J’ai racheté un cahier. Format A5. Pages lignées. Papier doux. J’étais sûre de moi sur ces 3 caractéristiques et je ne voulais plus en bouger. Pendant un temps, je suis restée fixée sur les cahiers à spirales, puis je suis tombée sur le cahier idéal : épais et généreux comme un cerisier japonais en fleur, couverture en carton vernis, un petit clou sur la couverture permettant de fermer le cahier grâce à une petite boucle élastiquée fixée à l’arrière. Il y a différentes couleurs de couvertures. J’en ai deux d’avance, ni plus ni moins. Je n’en achète plus d’autres compulsivement comme avant, j’ai trouvé chaussure à mon pied.

Je l’ai adopté. Je n’en changerai plus. Un de ces cahiers dure environ une année. Lorsqu’un cahier est terminé, je peux le ranger comme un livre sur une étagère et le millésimer au marker noir. C’est ma vie que j’écris dedans. Ce n’est plus un journal intime mais un journal de bord de mon voyage existentiel. J’écris le matin, le soir, d’un coup ou par petite touches. Quasiment tous les jours. Mon écriture est maintenant régulière et je respecte scrupuleusement les marges et les lignes. Si un jour elle ne l’est pas ce n’est pas grave. J’aime écrire la date en rouge. J’aime parfois relire légèrement des notes du passé. J’écris sur les évènements de la journée, mes émotions, des choses à faire, lorsque je suis en colère je vais tout de suite écrire mon ressenti sans aucune censure, pour faire baisser la tension.
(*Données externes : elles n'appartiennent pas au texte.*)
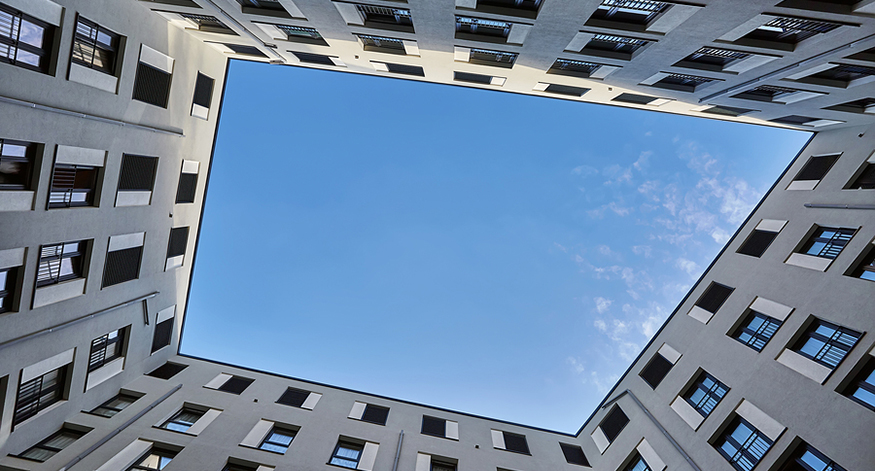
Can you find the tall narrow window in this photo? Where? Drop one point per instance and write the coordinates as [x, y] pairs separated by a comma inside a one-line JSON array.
[[38, 393], [73, 185], [95, 47], [51, 446], [742, 445], [826, 343], [25, 41], [61, 262], [16, 162], [756, 330], [705, 394]]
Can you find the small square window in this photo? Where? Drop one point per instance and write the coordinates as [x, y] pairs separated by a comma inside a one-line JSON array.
[[115, 405], [756, 330]]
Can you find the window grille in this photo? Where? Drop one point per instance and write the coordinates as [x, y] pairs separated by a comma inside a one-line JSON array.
[[826, 343]]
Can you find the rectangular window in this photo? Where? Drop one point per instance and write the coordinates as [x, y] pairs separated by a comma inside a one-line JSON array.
[[826, 343], [61, 262], [95, 47], [714, 297], [862, 388], [24, 40], [51, 446], [705, 393], [656, 370], [277, 440], [183, 420], [742, 445], [38, 393], [155, 459], [8, 280], [106, 348], [73, 185], [574, 454], [827, 242], [115, 405], [756, 330], [16, 163], [346, 454]]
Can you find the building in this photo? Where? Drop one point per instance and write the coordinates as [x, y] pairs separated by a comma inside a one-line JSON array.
[[109, 113]]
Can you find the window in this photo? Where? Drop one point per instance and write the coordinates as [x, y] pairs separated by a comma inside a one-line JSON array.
[[51, 446], [862, 388], [183, 420], [152, 81], [25, 41], [756, 330], [757, 242], [826, 343], [95, 47], [865, 181], [8, 280], [346, 454], [574, 454], [714, 297], [61, 262], [865, 268], [16, 163], [106, 348], [637, 463], [167, 370], [114, 405], [163, 334], [656, 370], [743, 445], [784, 32], [277, 440], [807, 458], [705, 393], [614, 423], [73, 185], [155, 460], [39, 393], [827, 242]]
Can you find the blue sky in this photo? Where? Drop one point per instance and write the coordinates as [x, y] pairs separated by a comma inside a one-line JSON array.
[[494, 253]]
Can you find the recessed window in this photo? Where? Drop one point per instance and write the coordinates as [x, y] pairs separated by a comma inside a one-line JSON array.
[[277, 440], [106, 348], [73, 185], [574, 454], [827, 242], [40, 392], [16, 163], [705, 393], [862, 387], [115, 405], [742, 445], [826, 343], [714, 297], [756, 330], [347, 454], [53, 445], [167, 370], [656, 370], [61, 262], [183, 420], [24, 40], [155, 459], [95, 47]]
Je savoure le bonheur d’être soi et de m’apprécier comme je suis. 

Ce journal de bord est pour moi la chose la plus précieuse au monde. Il me rassure, me cadre, me structure ; m’accompagne et me défloute. Me fixe dans l’espace et le temps.

Si je devais partir sur une île déserte, il serait en tout premier de ma liste.

Si ma maison brûlait, c’est lui que j’emporterais.

Et vous ? Avez-vous l’habitude de vous écrire, ou le désir de le faire ?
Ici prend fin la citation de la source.